Les lieutenants de vaisseau Besson et Mathieu, malgré la chaleur aveuglante, insupportable de la fournaise, s'efforcèrent d'organiser le sauvetage de l'équipage. Le premier, grièvement blessé, ne put faire grand-chose, le second se trouva coincé entre deux plaques de blindage à la suite d'une nouvelle explosion. On réussit plusieurs heures après à le dégager de sa prison d'acier. Par miracle il n'avait été que légèrement blessé.
Le lieutenant de vaisseau Garnier, le plus haut responsable du moment, va perdre toute illusion. Son navire est condamné. L'incendie va au cataclysme. Il y a eu déjà beaucoup de victimes. Il faut sauver ces centaines de vies humaines, ces fils de mamans anxieuses, d'épouses tourmentées qui attendent sur les quais des ports de Toulon et La Seyne.
Chacun comprend qu'une catastrophe est imminente. Il faut éviter le pire et maintenant le lieutenant de vaisseau Garnier en a bien pris conscience. Qui pourra le lui reprocher ? N'a-t-il pas fait, avec ses camarades, tout son devoir de marin ?
Sa conscience d'homme a parlé. Il fait sonner le poste d'abandon. Hélas ! il est trop tard. Quelques secondes plus tard, à 5 h 53 précisément, c'est la formidable explosion qui déchira l'air plusieurs lieues à la ronde, ébranla toute la rade et ses environs, provoqua dans les populations de toute l'agglomération toulonnaise une peur horrible. Comment ne pas croire à un séisme avec la déflagration simultanée de 735 obus de 19, chargés à la mélinite, et de 4 600 obus de 65 et 45 mm. Dans les habitations les plus proches, des plafonds et des cloisons fissurés, des meubles renversés, des carreaux brisés. De toutes parts, ce fut l'affolement, l'angoisse, les appels désespérés.
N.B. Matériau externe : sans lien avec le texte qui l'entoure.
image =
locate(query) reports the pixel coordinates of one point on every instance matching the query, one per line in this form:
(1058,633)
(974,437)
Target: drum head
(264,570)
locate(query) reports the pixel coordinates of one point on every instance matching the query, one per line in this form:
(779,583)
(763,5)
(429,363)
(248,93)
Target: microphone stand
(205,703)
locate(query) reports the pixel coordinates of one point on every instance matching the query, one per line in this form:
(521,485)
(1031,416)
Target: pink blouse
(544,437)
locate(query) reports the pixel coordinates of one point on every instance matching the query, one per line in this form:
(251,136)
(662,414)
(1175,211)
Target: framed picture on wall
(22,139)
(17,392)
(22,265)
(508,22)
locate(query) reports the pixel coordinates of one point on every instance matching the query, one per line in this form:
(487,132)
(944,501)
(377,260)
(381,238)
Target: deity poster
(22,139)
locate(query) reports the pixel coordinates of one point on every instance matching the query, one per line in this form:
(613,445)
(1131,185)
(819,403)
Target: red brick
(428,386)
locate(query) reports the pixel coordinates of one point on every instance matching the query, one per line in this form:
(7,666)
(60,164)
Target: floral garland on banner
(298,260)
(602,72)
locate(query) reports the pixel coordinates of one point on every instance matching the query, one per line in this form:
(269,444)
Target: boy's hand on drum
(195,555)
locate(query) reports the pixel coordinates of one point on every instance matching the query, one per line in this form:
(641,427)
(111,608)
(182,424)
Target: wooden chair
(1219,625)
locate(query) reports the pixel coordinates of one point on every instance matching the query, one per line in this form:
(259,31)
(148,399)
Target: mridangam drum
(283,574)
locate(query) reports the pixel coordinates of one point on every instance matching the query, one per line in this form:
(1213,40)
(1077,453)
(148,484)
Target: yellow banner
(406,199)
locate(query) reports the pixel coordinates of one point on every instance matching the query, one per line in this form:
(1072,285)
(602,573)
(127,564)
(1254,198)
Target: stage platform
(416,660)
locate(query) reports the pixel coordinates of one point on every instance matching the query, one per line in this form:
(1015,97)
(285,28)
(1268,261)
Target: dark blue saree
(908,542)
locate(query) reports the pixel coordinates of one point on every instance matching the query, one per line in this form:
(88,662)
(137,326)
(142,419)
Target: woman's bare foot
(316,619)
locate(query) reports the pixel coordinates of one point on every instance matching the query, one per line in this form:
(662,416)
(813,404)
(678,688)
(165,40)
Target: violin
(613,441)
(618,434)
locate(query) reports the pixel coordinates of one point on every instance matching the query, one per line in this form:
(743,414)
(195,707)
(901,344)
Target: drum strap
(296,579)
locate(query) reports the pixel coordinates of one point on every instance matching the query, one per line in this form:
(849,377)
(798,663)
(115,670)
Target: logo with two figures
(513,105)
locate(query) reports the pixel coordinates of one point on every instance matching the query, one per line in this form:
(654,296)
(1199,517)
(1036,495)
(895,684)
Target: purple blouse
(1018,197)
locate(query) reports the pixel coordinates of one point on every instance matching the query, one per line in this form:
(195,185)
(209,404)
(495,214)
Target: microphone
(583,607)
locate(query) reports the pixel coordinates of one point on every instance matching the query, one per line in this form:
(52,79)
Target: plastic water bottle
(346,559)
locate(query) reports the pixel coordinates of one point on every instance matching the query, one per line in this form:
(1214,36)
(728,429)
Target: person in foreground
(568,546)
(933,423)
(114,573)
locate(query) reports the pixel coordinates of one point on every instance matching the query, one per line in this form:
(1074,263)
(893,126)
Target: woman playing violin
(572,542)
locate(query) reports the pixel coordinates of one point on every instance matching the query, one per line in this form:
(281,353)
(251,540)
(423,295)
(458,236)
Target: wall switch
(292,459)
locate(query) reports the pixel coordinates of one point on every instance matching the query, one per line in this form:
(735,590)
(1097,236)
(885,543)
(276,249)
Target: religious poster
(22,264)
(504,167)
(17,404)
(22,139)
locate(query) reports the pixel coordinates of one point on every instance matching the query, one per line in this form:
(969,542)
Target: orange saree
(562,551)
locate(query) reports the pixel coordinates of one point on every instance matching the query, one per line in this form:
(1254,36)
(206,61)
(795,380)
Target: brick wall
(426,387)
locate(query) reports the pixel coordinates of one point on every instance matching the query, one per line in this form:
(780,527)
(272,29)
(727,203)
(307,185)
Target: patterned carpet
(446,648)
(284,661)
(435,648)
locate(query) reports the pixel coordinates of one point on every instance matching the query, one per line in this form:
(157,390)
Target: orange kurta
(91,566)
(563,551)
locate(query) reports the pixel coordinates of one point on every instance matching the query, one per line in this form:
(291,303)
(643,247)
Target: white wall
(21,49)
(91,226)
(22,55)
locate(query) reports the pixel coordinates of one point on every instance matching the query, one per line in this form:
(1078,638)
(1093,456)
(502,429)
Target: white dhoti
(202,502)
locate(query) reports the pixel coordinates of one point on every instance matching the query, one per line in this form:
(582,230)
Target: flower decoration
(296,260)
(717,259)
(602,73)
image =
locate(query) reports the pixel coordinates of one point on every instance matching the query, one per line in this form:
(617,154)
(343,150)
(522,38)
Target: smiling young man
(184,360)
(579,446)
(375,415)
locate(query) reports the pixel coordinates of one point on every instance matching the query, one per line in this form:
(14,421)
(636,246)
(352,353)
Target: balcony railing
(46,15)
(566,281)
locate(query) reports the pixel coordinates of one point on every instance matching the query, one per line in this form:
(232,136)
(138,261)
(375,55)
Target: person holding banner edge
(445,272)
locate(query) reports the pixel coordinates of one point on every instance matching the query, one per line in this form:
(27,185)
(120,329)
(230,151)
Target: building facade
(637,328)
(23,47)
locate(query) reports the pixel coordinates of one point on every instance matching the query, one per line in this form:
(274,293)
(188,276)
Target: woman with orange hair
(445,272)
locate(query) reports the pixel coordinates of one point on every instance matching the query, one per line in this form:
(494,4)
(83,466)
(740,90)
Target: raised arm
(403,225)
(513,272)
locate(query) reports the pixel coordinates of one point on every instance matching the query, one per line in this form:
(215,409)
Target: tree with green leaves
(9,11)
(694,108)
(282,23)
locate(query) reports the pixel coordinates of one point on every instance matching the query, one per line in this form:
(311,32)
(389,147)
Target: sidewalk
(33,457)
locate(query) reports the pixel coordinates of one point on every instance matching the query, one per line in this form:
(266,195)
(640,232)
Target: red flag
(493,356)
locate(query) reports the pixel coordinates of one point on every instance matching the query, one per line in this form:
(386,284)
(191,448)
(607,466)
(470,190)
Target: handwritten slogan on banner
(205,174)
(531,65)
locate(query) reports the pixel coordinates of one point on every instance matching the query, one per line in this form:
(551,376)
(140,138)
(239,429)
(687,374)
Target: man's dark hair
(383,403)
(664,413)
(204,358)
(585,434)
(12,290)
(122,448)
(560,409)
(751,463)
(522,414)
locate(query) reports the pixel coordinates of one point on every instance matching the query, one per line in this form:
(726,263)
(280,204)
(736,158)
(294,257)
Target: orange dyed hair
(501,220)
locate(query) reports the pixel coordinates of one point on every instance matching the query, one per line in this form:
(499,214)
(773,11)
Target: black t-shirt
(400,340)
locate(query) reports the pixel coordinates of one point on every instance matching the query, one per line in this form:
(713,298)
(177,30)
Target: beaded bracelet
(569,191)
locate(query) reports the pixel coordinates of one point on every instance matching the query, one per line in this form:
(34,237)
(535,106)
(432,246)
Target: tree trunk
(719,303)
" C'est la Liberté qui a sauté ! ". Un immense panache de fumée jaune et noire s'éleva à plus de quatre cents mètres, en même temps qu'une pluie de ferrailles s'abattit sur les unités voisines, sur les embarcations accourues dès le début du sinistre, Tout cela dans un vacarme infernal de sirènes, de cris d'horreur, d'appels désespérés, de hurlements de douleur des survivants blessés ou atrocement mutilés. La vue de ce spectacle était insoutenable.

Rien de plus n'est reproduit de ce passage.